According to Japanese tradition, the next seasonal divide after Setsubun is the Hinamatsuri (Doll's Day festival) on March 3. In English translation, it is often called Girl's Day festival, because the festival is all about health and the cultural virtues that Japanese parents wish for their daughters to attain as they grown up into women. Virtues such as elegance, graciousness, and familiarity with the classic arts are symbolized in a stepped display of dolls depicting the imperial court. The dolls and intricate little props, which are often heirlooms going back many many generations, are carefully removed from their boxes and wrappings and set up on a platform some time before March 3. But they must be dismantled and re-packed as soon as the festival day is over, or (some say) the daughters risk growing up to be old maids.

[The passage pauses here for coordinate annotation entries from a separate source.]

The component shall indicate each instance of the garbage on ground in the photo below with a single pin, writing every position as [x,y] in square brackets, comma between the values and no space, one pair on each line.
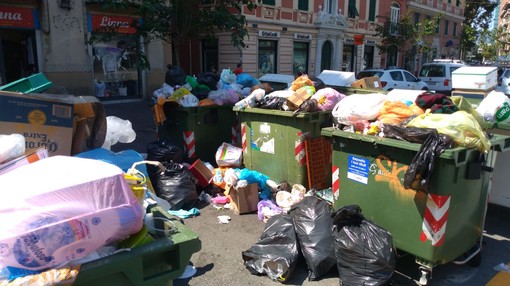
[364,251]
[313,223]
[85,202]
[276,253]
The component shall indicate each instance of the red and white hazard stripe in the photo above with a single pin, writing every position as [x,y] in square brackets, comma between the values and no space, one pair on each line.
[299,149]
[335,178]
[243,136]
[234,134]
[189,143]
[435,219]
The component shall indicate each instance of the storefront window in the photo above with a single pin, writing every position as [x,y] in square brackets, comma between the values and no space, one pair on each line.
[116,73]
[267,57]
[115,69]
[300,58]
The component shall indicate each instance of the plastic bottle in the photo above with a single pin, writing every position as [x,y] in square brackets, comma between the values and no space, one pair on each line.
[218,178]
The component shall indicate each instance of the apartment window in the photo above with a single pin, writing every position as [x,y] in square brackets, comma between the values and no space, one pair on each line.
[353,11]
[300,57]
[416,18]
[303,5]
[267,56]
[329,7]
[394,18]
[371,10]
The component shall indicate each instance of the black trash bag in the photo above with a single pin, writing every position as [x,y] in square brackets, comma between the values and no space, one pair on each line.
[175,185]
[419,173]
[313,223]
[209,79]
[272,102]
[165,150]
[276,253]
[410,134]
[364,251]
[175,75]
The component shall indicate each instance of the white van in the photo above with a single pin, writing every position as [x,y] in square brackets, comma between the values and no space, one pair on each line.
[438,74]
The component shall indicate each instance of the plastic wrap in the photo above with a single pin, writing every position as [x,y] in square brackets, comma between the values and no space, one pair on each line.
[63,208]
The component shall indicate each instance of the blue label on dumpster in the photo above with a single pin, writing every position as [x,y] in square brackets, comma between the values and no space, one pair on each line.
[357,169]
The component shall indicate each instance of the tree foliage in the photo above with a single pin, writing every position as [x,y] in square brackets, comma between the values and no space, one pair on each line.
[478,15]
[173,21]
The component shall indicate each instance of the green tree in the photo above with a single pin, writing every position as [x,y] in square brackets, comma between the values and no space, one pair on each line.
[478,15]
[174,21]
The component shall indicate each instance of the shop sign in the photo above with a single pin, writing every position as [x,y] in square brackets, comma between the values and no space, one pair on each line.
[299,36]
[16,17]
[269,34]
[121,24]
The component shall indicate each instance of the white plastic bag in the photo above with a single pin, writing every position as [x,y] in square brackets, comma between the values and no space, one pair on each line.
[229,155]
[358,107]
[495,107]
[118,130]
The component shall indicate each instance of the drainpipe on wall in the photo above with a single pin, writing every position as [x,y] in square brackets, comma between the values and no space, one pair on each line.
[240,54]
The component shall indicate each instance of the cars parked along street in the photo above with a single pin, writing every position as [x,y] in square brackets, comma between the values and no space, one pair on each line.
[395,78]
[438,74]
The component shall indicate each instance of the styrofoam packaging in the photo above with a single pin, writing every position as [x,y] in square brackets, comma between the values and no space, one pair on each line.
[477,78]
[63,208]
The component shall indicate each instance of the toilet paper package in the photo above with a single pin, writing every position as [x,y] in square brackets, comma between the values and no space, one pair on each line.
[63,208]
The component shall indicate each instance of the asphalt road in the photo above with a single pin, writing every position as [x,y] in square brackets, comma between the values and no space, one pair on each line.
[220,263]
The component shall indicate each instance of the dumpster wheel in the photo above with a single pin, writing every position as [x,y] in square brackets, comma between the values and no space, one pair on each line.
[426,274]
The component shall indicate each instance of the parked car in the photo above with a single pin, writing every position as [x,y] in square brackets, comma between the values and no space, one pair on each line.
[394,78]
[438,74]
[504,82]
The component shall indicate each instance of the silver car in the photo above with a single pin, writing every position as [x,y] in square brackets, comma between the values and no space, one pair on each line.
[504,82]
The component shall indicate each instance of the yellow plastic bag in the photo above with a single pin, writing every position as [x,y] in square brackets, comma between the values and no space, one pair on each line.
[460,125]
[394,112]
[301,81]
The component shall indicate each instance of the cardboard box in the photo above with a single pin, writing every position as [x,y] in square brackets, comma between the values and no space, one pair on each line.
[372,82]
[202,173]
[243,200]
[44,122]
[29,158]
[476,78]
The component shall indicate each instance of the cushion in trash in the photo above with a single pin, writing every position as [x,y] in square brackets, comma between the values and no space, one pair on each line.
[358,107]
[63,208]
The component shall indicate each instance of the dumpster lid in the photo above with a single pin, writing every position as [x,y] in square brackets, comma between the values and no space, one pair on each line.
[500,143]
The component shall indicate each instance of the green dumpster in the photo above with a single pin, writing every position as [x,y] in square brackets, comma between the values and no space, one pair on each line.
[273,142]
[200,129]
[155,263]
[438,226]
[32,84]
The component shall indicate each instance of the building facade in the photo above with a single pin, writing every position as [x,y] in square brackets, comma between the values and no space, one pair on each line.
[284,36]
[52,37]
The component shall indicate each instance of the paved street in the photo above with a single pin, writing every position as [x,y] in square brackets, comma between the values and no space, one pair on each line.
[219,262]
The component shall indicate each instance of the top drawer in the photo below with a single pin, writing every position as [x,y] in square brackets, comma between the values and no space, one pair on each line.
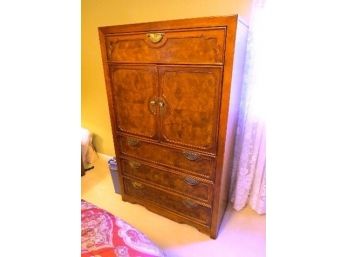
[204,46]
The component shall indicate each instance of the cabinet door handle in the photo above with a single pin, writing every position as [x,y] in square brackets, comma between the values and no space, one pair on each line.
[162,105]
[133,142]
[137,185]
[134,165]
[191,155]
[191,181]
[152,106]
[189,203]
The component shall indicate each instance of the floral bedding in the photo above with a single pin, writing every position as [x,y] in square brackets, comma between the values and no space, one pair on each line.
[104,235]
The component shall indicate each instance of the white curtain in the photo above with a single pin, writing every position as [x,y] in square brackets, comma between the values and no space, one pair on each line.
[248,184]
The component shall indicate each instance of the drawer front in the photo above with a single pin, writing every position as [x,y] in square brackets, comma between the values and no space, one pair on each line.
[184,160]
[203,46]
[178,204]
[181,183]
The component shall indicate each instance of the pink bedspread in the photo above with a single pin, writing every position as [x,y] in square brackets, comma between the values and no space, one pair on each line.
[104,235]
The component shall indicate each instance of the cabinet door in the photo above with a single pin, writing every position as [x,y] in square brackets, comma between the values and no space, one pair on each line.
[134,90]
[191,99]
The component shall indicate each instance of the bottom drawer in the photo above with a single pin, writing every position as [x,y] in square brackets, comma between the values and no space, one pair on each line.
[179,204]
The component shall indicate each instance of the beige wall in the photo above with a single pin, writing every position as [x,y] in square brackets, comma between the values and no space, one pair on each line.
[96,13]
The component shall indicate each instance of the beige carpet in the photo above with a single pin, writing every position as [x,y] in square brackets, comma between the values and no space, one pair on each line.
[242,234]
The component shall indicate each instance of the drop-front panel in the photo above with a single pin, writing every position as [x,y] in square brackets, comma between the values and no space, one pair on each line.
[173,92]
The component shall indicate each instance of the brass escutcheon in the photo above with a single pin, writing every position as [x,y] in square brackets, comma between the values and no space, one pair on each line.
[155,37]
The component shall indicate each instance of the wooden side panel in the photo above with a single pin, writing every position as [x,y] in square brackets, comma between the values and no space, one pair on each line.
[236,38]
[192,100]
[133,87]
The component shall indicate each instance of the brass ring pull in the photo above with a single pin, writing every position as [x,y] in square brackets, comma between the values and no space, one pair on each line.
[163,106]
[189,203]
[152,106]
[133,142]
[137,185]
[155,37]
[134,165]
[191,155]
[191,181]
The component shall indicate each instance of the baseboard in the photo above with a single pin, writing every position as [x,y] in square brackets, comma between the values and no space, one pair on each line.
[105,157]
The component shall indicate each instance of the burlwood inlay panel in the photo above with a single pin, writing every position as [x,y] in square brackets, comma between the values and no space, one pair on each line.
[169,201]
[192,98]
[178,182]
[202,46]
[133,87]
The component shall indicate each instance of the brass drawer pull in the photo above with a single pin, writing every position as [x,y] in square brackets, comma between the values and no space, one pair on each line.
[134,165]
[137,185]
[132,142]
[191,155]
[191,181]
[155,37]
[189,204]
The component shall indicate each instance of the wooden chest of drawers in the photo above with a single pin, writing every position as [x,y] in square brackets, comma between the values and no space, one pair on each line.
[173,91]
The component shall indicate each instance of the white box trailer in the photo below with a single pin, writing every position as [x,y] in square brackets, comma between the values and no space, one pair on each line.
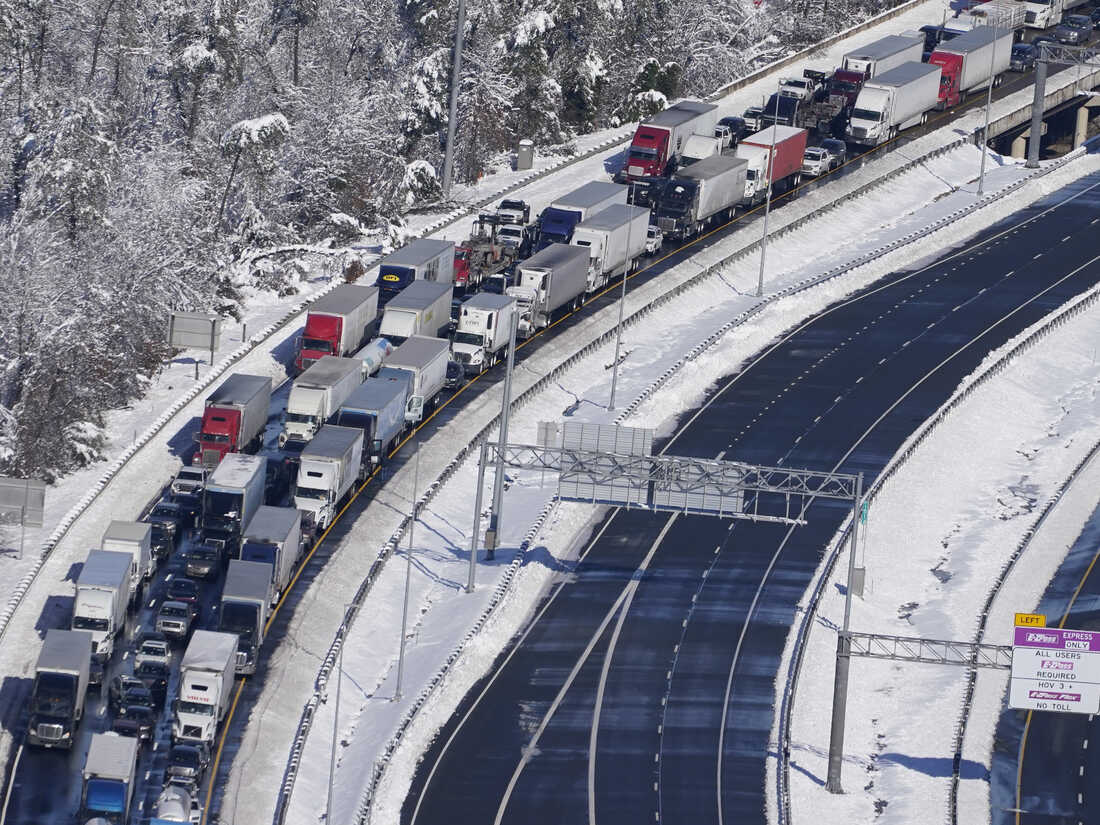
[615,239]
[548,283]
[422,308]
[274,537]
[316,395]
[894,100]
[425,359]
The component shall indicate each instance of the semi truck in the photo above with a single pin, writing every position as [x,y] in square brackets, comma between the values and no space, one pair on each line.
[377,408]
[274,537]
[548,283]
[245,603]
[232,495]
[108,788]
[704,193]
[969,61]
[206,685]
[481,339]
[422,308]
[772,155]
[316,395]
[615,239]
[134,538]
[425,359]
[338,323]
[102,595]
[424,259]
[557,220]
[657,144]
[61,684]
[233,419]
[329,469]
[894,100]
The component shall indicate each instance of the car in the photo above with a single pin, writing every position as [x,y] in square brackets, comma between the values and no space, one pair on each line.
[655,239]
[838,149]
[125,691]
[1023,57]
[190,479]
[182,589]
[187,762]
[175,618]
[136,721]
[154,675]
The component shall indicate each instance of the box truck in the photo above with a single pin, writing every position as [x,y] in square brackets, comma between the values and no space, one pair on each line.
[968,62]
[338,323]
[245,603]
[780,146]
[377,408]
[549,283]
[894,100]
[425,359]
[206,685]
[330,465]
[422,308]
[108,788]
[234,418]
[659,140]
[424,259]
[274,537]
[232,495]
[316,395]
[704,193]
[557,220]
[61,684]
[481,339]
[102,595]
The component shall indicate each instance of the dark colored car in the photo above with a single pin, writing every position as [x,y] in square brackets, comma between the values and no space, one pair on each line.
[183,590]
[1023,57]
[136,721]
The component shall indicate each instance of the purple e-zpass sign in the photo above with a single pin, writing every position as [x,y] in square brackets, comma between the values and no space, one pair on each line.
[1054,669]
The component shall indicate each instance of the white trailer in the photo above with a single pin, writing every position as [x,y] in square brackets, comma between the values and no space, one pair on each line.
[548,283]
[615,239]
[481,339]
[102,594]
[206,685]
[425,359]
[422,308]
[274,537]
[329,468]
[894,100]
[316,395]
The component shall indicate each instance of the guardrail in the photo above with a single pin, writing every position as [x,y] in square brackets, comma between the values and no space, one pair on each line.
[790,690]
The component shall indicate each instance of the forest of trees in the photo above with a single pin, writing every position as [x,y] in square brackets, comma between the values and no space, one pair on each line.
[150,145]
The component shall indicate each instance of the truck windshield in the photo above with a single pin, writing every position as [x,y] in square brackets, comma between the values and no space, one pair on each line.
[474,339]
[53,694]
[317,344]
[240,619]
[105,796]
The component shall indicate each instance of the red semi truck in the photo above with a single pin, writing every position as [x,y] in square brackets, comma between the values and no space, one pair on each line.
[338,323]
[234,418]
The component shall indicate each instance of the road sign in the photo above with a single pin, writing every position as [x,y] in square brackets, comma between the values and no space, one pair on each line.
[1030,619]
[1054,669]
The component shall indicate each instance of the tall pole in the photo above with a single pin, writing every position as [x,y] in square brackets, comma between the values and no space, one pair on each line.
[494,521]
[453,111]
[767,205]
[618,329]
[843,660]
[985,129]
[408,574]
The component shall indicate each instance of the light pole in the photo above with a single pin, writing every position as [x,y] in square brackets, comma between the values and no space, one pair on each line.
[767,205]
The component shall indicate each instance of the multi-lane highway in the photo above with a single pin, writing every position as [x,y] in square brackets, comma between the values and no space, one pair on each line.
[642,690]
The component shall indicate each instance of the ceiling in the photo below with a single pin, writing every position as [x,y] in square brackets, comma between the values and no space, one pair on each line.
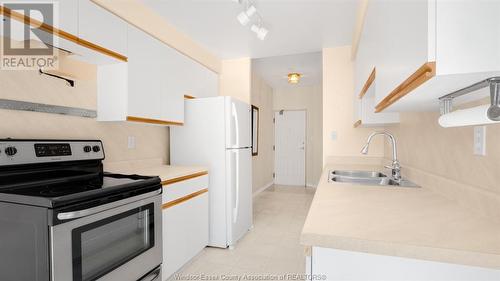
[295,26]
[274,70]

At the top of the stepped platform sit the two main dolls that represent the emperor and empress, dressed as they would have been in the Heian period (794 to 1185) when the imperial court was at its peak. Little girls dress up and have tea parties, while their doting relatives look on and take jillions of photographs with the doll display in the background. It is difficult to resist the popularity of this festival (even if you would want to), and we fell into the spirit of the festival too, when our daughter was a little bitty thing of about two or three. Like most other Japanese festivals, this one is associated with specific foods having symbolic significance that we only get to enjoy at this time of year. I confess that is always my favorite part. ;p
The etegami at the top shows the Empress doll, and the writing is a line from the Hinamatsuri song, a children's song that is always sung to death at this time of year. The etegami in the center of the image below shows two simple hina dolls on a peach blossom-shaped cushion. Peach blossoms are an integral part of this festival, and the festival itself is often called "Peach Festival."